While carefully weeding out the oxalis, I became aware of the parable we were acting out in this mundane domestic activity. If oxalis is not weeded out with care, some of the tubers break off and remain in the soil ensuring greater numbers of the weed the following year. And, because the lettuce crop and the weeds were so entwined, intricacy was needed to ensure that the lettuce was not weeded out with the oxalis. Thank God (and evolution) for our opposing digit, the humble thumb!

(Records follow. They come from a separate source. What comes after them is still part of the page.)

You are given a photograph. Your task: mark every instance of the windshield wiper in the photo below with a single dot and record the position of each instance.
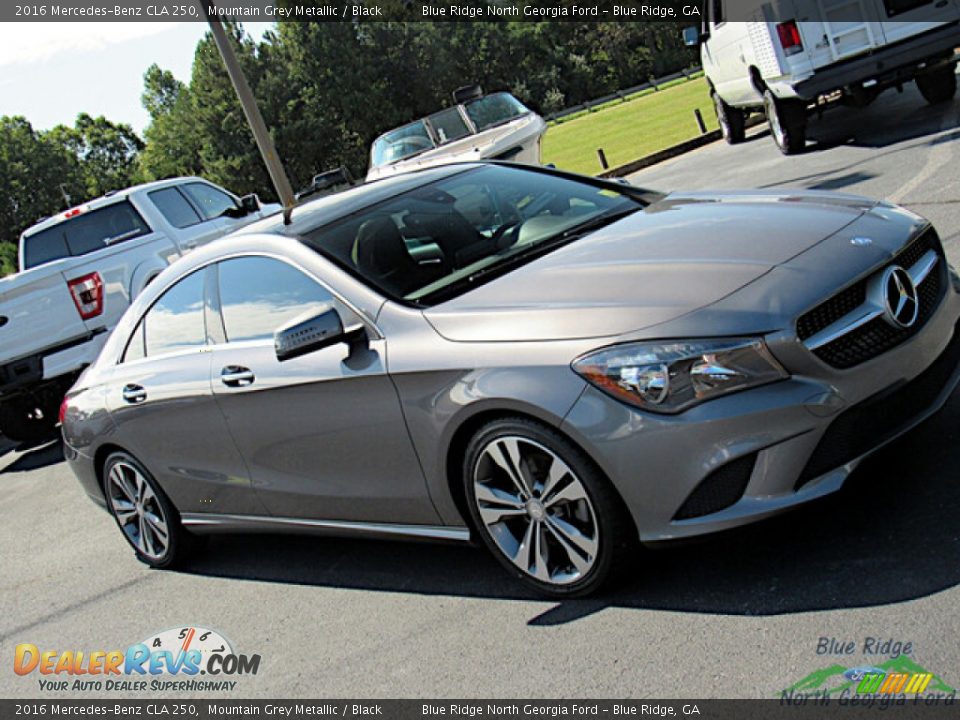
(598, 222)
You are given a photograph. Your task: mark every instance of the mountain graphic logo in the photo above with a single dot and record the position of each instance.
(899, 675)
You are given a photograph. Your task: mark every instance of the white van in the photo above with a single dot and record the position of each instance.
(785, 56)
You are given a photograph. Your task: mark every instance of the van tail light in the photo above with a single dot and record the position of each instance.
(64, 406)
(790, 37)
(87, 292)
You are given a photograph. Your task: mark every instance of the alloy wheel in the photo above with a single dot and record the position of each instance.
(536, 510)
(137, 510)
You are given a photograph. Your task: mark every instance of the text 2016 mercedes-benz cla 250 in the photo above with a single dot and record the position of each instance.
(557, 365)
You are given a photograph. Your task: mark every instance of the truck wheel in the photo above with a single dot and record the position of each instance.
(938, 86)
(732, 121)
(788, 122)
(24, 421)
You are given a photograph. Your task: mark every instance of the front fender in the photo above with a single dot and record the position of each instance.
(440, 407)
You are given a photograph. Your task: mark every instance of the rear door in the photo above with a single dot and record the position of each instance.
(847, 28)
(160, 400)
(322, 434)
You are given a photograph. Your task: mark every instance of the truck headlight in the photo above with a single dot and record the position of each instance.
(669, 377)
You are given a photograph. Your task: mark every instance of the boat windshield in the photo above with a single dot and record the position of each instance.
(402, 143)
(494, 109)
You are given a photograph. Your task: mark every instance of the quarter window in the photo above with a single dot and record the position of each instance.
(174, 207)
(84, 233)
(258, 295)
(175, 322)
(211, 202)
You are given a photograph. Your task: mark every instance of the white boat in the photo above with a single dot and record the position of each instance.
(477, 127)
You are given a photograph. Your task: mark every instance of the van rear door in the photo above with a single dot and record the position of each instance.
(847, 28)
(905, 18)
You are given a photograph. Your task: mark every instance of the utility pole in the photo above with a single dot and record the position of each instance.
(278, 175)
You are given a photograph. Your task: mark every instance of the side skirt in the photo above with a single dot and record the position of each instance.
(206, 523)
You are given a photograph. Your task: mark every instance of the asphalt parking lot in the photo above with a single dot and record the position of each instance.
(738, 615)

What can this allegory teach us? Well, firstly, if the lettuce seedlings symbolize true beliefs about who God/dess is, sometimes they are quite fragile. In their infancy, they can be damaged or ‘pulled-up’ before reaching maturity. Understandings about the character of Creator, such as, ‘God is love’, ‘God is good’, ‘God is merciful’, ‘God is just’, ‘God is tender’, ‘God is faithful’, can fail to take root in our lives. If these truths are not protected by ourselves, others, life, and/or the world around us, they can be lost to us before they become bedrock in us. They can be smothered or starved by the competing ‘weeds’ and wither from our experience and understanding if we cannot find groups/churches that nourish these truths in us.
Oxalis can be used to symbolize the lies (or untruths) we believe about the nature of the Divine being. Some of these beliefs are rooted back in our childhood and have persisted for a very long time, like tubers lying dormant in the soil. We may think we have weeded them out but they keep returning into our psyche each year or every other year. These beliefs may include ‘God is male’, ‘God is mean’, ‘God doesn’t listen to our prayers’, ‘God is a superhero’, ‘God wants to punish me’, ‘God doesn’t care about human/animal suffering’, etc etc. The list could go on and on, sadly enough. But, we are onto these lies. We can become aware of the beliefs we have about God/dess (and about ourselves/each other) that are simply not true. These ‘weeds’ can be removed from our lives (roots, tubers and all) and, when they are, correct beliefs about the Divine being and how S/He relates to us can begin to flourish.
Sacred writings, theological books, healthy churches, spiritual friends, meditation, being in nature, and loving ourselves will all help us with this journey.
Who knows, God/dess may also give us a hand!?!